Ceux-ci demandent une enquête de la santé publique et déplorent ce qu'ils considèrent être « un dangereux précédent » pour la protection de l'eau.
Pattern Development et Samsung avaient fait installer 12 réservoirs d'eau temporaires sur les terrains des familles touchées.
Six de ces familles ont appris qu'elles perdront ces réservoirs prochainement.
Lundi, leur porte-parole Kevin Jakubec a indiqué aux médias que ces familles étaient désespérées et qu'elles ne savaient pas quoi faire pour la suite des choses.
« C'est décourageant pour les familles de notre communauté de se faire dire par le gouvernement de retourner boire de l'eau visiblement contaminée par des particules de schiste noir. »
Réactions de Pattern Development
Dans un courriel, un porte-parole de Pattern Development dit comprendre que la situation des puits peut-être inquiétante et que l'accès à l'eau potable est essentiel.

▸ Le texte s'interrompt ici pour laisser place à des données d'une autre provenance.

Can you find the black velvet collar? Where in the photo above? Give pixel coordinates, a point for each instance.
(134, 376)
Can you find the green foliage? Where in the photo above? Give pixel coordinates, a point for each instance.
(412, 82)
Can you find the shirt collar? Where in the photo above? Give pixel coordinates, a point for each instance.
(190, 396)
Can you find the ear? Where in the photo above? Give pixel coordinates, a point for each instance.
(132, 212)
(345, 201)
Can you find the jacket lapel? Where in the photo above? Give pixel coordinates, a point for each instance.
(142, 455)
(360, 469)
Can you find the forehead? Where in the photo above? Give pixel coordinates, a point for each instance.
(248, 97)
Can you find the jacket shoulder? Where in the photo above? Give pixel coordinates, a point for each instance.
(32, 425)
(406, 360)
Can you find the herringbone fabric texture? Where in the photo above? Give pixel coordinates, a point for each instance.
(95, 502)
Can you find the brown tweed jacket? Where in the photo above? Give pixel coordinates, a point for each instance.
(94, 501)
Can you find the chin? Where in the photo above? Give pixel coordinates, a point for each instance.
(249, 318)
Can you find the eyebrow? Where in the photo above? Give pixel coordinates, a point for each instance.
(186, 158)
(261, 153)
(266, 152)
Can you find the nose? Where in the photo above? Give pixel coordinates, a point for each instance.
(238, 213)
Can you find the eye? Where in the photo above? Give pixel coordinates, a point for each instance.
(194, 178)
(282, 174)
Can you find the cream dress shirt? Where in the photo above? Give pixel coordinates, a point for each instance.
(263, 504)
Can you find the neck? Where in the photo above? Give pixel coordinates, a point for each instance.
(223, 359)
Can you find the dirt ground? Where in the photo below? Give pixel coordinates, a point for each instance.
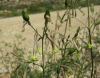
(11, 26)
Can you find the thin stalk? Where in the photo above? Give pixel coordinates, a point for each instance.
(35, 30)
(89, 30)
(44, 31)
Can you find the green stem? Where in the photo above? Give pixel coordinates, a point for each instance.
(89, 30)
(43, 51)
(35, 30)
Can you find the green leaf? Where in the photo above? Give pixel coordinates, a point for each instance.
(71, 51)
(33, 58)
(38, 50)
(54, 51)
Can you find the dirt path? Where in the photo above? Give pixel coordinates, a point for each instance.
(12, 26)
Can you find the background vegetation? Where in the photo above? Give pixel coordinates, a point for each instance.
(11, 10)
(78, 55)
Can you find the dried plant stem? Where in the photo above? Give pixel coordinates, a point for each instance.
(90, 42)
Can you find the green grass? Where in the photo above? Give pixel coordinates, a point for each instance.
(40, 7)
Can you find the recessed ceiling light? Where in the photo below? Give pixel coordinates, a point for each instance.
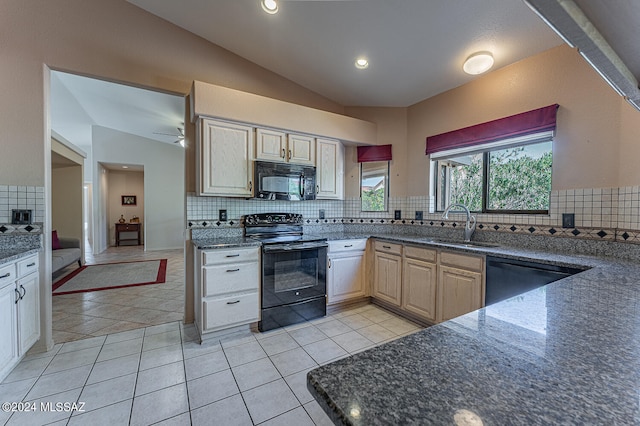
(362, 63)
(478, 63)
(269, 6)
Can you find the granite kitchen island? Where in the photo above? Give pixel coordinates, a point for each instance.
(566, 353)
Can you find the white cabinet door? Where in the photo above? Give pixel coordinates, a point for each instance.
(28, 311)
(8, 339)
(346, 277)
(329, 169)
(301, 149)
(225, 162)
(271, 145)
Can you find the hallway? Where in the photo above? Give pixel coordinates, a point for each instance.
(83, 315)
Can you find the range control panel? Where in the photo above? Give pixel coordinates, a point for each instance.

Pattern met aussi l'accent sur les vibrations causées par la circulation locale et les pompes des puits.
« Le niveau de vibrations provenant des activités de construction là où se trouvent les puits était [...] beaucoup moins élevé que les vibrations quotidiennes », ajoute le porte-parole Matt Dallas.
Plus d'un million de personnes en Ontario ont un puits comme principale source d'eau potable.